2.4Affect of NAG–thiazoline on LPS profile of E. coli
Cultures of E. coli DH5α grown for 6 h (late exponential phase) in LB containing 0 or 600 μg/ml NAG–thiazoline (each in triplicate) were harvested by centrifugation (6000g, 10 min, 4 °C) and the cells were resuspended in 100 μl of NuPAGE® (Invitrogen Life Technologies Inc.) sample buffer for analysis of their LPS profiles . After incubation at 100 °C for 10 min, 50 μg of Proteinase K was added and incubated at 60 °C for 1h. Samples were then boiled at 100 °C for 10 min and diluted 1/10 before loading onto a NuPAGE® 4–12% gradient electrophoresis gel. Samples were subjected to electrophoresis for 80 min at 120 V and the LPS was detected by silver staining.

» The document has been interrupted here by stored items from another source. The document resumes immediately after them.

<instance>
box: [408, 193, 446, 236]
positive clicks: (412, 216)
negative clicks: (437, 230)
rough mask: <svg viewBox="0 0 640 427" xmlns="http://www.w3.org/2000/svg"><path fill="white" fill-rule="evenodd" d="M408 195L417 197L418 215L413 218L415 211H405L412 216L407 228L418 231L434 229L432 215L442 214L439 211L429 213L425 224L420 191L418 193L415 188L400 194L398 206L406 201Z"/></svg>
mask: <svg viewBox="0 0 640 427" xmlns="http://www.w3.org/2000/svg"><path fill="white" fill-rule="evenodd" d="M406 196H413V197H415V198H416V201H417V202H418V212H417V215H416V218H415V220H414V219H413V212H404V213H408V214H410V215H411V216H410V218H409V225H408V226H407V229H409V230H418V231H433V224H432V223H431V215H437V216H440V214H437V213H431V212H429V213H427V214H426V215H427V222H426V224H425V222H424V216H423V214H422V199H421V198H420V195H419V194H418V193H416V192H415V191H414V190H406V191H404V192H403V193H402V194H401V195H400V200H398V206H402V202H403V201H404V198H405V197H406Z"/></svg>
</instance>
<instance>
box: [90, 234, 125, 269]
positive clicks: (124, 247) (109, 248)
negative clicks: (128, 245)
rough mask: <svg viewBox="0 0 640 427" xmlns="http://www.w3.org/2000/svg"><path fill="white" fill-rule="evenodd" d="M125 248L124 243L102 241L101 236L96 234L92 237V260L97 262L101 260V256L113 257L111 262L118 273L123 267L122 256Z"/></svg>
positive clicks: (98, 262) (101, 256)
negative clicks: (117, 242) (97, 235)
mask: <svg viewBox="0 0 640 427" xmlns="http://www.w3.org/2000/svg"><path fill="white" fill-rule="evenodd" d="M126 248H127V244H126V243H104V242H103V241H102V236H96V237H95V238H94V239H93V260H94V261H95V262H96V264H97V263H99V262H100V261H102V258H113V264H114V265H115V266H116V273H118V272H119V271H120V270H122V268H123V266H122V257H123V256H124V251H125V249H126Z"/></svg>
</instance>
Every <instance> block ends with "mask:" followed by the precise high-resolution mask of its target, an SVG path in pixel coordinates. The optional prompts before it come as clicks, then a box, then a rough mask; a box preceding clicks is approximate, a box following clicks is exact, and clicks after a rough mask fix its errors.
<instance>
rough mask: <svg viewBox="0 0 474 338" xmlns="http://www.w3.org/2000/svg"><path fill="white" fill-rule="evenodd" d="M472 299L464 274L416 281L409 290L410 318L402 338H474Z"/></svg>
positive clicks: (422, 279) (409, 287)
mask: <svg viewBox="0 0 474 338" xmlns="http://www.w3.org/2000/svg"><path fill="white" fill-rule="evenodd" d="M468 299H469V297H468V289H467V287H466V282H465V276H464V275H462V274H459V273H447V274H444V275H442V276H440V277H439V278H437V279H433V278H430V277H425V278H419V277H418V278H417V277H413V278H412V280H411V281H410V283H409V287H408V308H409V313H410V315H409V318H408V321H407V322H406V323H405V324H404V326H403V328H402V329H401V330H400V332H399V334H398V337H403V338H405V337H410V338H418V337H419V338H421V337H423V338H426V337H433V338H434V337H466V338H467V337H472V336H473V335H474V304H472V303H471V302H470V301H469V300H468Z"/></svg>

2.5Cell-surface hydrophobicity assay
Surface hydrophobicity of cells grown in the presence and absence of NAG–thiazoline was assessed using the bacterial adhesion to hydrocarbon (BATH) assay of Rosenberg et al. . Cells grown to late exponential phase in LB broth containing 0, 100, 300, or 600 μg/ml of NAG–thiazoline were harvested by centrifugation and washed with 3 ml of 150 mM phosphate buffer, pH 7.1 containing 30 mM urea and 0.8 mM MgSO4. Triplicate samples of the washed cells were resuspended in the same buffer to an OD400 of 1.0, transferred to glass test tubes, and treated with 0.1 ml hexadecane. Following incubation for 15 min at 37 °C with shaking, the samples were vortexed for 2 min and the phases were allowed to separate for 10 min. The OD400 of each of the aqueous phases was measured and expressed as a percentage of the difference between the adhesion to the glass and adhesion to hexadecane.